After three blowout wins, the Michigan football team is riding high. The Wolverines have won their last three games — against Western Michigan, SMU and Nebraska — by a combined 127 points. It’s the first time Michigan has outscored its opponents by 120-plus points in a three week span since the first three games of 2016.
The Wolverines have scored 150 points, their highest three-game point total since the middle of 2016 — a stretch against Rutgers, Illinois and Michigan State.
Junior quarterback Shea Patterson has thrown for seven touchdown passes the last three weeks, the highest three-game total from a Michigan quarterback since Wilton Speight in the first three weeks of 2016.
Noticing a trend?
“This is the most 2016 vibe I’d say we have,” said fifth-year senior defensive end Chase Winovich. “Just going to work and maturity-wise, everybody’s accountable for their position, you have ballers on every level. And it’s a great feeling.”
Most remember that 2016 season for the heartbreak at the end, not the utter dominance that led up to it. The Wolverines ascended to No. 2 in the polls, trampling opponents with a suffocating defense and a commanding running game. It was Jim Harbaugh’s second year, and it appeared all of his promises were on the verge of fruition.
You know how it ended — a troubling night in Iowa City raised doubt about a magical run, then a loss at Ohio State that will live in infamy.
That was the closest Michigan has come to a Big Ten title and beyond since the mid-2000s; a talented team top-to-bottom. One that was generally mistake-free and efficient, took care of inferior foes, competed with top-notch opponents.
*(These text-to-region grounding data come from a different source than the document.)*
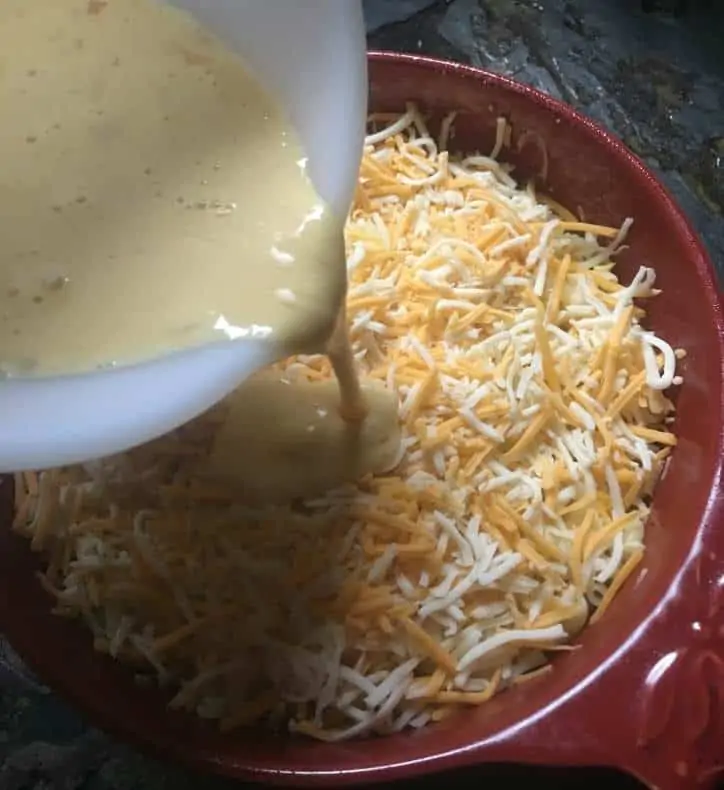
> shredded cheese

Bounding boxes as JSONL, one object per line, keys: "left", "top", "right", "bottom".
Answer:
{"left": 14, "top": 108, "right": 682, "bottom": 742}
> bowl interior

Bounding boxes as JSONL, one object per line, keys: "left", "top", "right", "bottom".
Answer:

Last year, Michigan’s largest margin of victory was 25 points. The Wolverines didn’t score more than 36 points in a single game, nor did they allow fewer than 10. Above that, though less tangible, few games felt comfortable.
Though against clearly inferior foes, Michigan is back to that 2016 feeling.
Harbaugh, for what it’s worth, has been especially complimentary on the way his team practices and prepares.
“What really stands out is, our team is working hard and it’s paying off for them,” Harbaugh said after Saturday’s 56-10 win over Nebraska. “It’s showing they like to practice, and then they’re improving. It’s an improving, ascending team. And it’s paying off.
“They don’t — they actually get it, ramp it up every day. They don’t need — they don’t need motivational swings or talks or any, some of the things that some teams need. They just go to work, and looks like they enjoy it, that part of it.”
The parallels are far from perfect, though. For one — an especially notable one — Michigan has already lost a game, against the only nationally competitive team it has played. That game revealed potentially damming flaws.
With this recent string of dominant performances over inferior foes, sanity and confidence have been restored to a fanbase that desperately needed both. Whether it continues through the heart of Big Ten play, of course, remains to be seen.
But it’s notable players would independently affirm those parallels. It’s a cultural comparison as much as any statistical, on-the-field similarity. If players feel it, maybe that’s all that matters.
“There’s a big maturity jump happening, people are starting to feel it. We want to be the type of intimidating team we were in ’16. When we rolled down the tunnel, people feared us,” junior tackle Ben Bredeson said. We think we’re getting back to that.”